Le 27 mai 2014, huit net-citoyens ont été condamnés par la 28ème chambre du Tribunal de la Révolution de Téhéran à un total commulé de 123 années de prison, pour “publicité contre le régime”, d’“insulte envers le sacré”, d’“insulte envers le Guide suprême de la révolution”. Amir Gholestani a été condamné à 20 ans et un jour; Roya Sabery Nejad à 20 ans; Masoud Ghasemkhani à 19 ans et 91 jours; Fariborz Kardarfar à 18 ans et 91 jours; Seyyed Masoud Seyyed Talebi à 15 ans et un jour; Amin (Faride) Akramipour à 13 ans; Mehdi Reyshahri à 11 ans; et Naghmeh Shahi Savandi Shirazi à 7 ans et 91 jours.

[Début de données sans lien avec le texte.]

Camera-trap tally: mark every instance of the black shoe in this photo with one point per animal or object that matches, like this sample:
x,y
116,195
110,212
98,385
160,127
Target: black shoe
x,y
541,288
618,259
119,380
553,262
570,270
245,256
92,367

Ces net-citoyens ont été arrêtés début septembre 2013 par les Gardiens de la Révolution et maintenus à l’isolement dans la section 2A de la prison d’Evin où ils ont subi de fortes pressions. La veille, un tribunal d'appel de la ville d'Ahvaz (province du Khuzestan) avait confirmé le verdict prononcé contre trois net-citoyens, Hamzeh Zargani, Saleh Torfi et Adel Sadoni. Arrêtés le 9 avril 2013 et emprisonnés depuis dans la prison Karon, ils avaient été condamnés en première instance, en décembre 2013, chacun à trois ans de prison ferme pour "publicité contre le régime via la création de pages Facebook”.

Reporters sans frontières a été également appris le renvoi en prison, le 22 mai 2014, de Farideh Shahgholi, net-citoyenne germano-iranienne, contrainte de purger une peine de trois ans de prison ferme pour “publicité contre le régime et insulte envers d’Ali Khameni”, pour des propos tenus sur sa page Facebook. Installée en Allemagne depuis 25 ans, elle avait été arrêtée en 2011 en Iran alors qu’elle rendait visite à sa famille. Quelques jours avant sa dernière arrestation, elle avait adressé une lettre ouverte au président Hassan Rohani dans laquelle elle avait évoqué le calvaire qui avait été le sien pendant ces mois de détention. “Maintenue en isolement pendant 50 jours, j'ai été victime d’une pression permanente pour faire des aveux (...) l’interrogateur voulait que je reconnaisse être l’auteure d'une caricature ou d’être à l’origine des propos insultants envoyés par d'autres personnes sur ma page; personnes dont les interrogateurs connaissent visiblement très bien l’identité. Le juge malheureusement ne connaissait rien aux réseaux sociaux. Il ne voulait pas comprendre que je n’étais pas à l’origine de la publication insultante figurant sur ma page Facebook”.

L’Iran, l’un des pays les plus répressifs au monde en matière de liberté de l'information, occupe la 173e place, sur 180 pays, du classement mondial 2014 de la liberté de la presse établi par Reporters sans frontières.